Not really a comic by Eddie Campbell and Daren White. Two-three panels a page with captions describing 'the sex life of a celibate middle-aged man' (as the back cover puts it), but no speech bubbles or directly reported conversation. More accurate to describe it as a picture book, such that children would read perhaps, except this portrays an overgrown child who is going through the process of sexual awakening in his 50s. In fact, the book starts with stray snatches of nursery rhymes – Georgie Porgie and Jack Horner. The former's kisses make girls cry and he runs away when the boys come out to play. The latter sticks his thumb in the pie and pulls out a plum – sexual innocence and experience across one page.
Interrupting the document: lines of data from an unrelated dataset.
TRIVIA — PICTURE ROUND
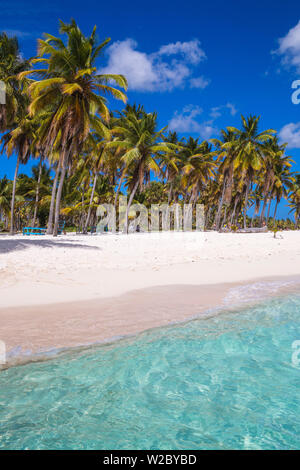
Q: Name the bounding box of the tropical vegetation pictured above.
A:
[0,20,300,236]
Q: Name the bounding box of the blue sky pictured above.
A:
[0,0,300,215]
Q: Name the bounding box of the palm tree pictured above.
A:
[227,115,276,228]
[108,107,171,233]
[211,129,238,230]
[0,176,11,229]
[20,20,127,236]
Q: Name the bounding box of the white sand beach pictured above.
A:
[0,231,300,364]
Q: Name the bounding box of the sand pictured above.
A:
[0,232,300,366]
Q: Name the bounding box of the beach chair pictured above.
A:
[23,227,47,235]
[57,220,66,235]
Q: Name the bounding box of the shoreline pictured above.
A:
[0,275,300,370]
[0,232,300,370]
At the end of the book the protagonist finds love and gives up his writing career, so there is a very clear link being made between celibacy (or social inadequacy) and creativity. This reminded me (of all things) of Stuart Murdoch's incredible burst of creativity after recovering from the long illness he had as a teenager. In the documentary for Pitchfork, he described the way he would ride the busses around the town and think up stories about the randoms he saw around him. The songs were catalysed by a mixture of isolation and desire – not just sexual but for any kind of human contact. Once he had mined out that rich songwriting seam, (those first two Belle & Sebastian albums) he felt comfortable handing over to the other members of the band (which produced mixed results).

The idea of imagination as indicative of a lack of something in your life is not new, but it makes sense. The motive force for creating any kind of art must be some sort of frustration with reality as it is. The authors of The Playwright don't write plays, but they recognise this underlying urge animating their drawing and writing, and choose to focus their attention particularly on sublimation. True sensation wipes out the need for words and pictures. The end of the book is almost a warning to the reader – we can't escape our obsessive need to create, but you can. Close this volume, leave the house, and run out into the world.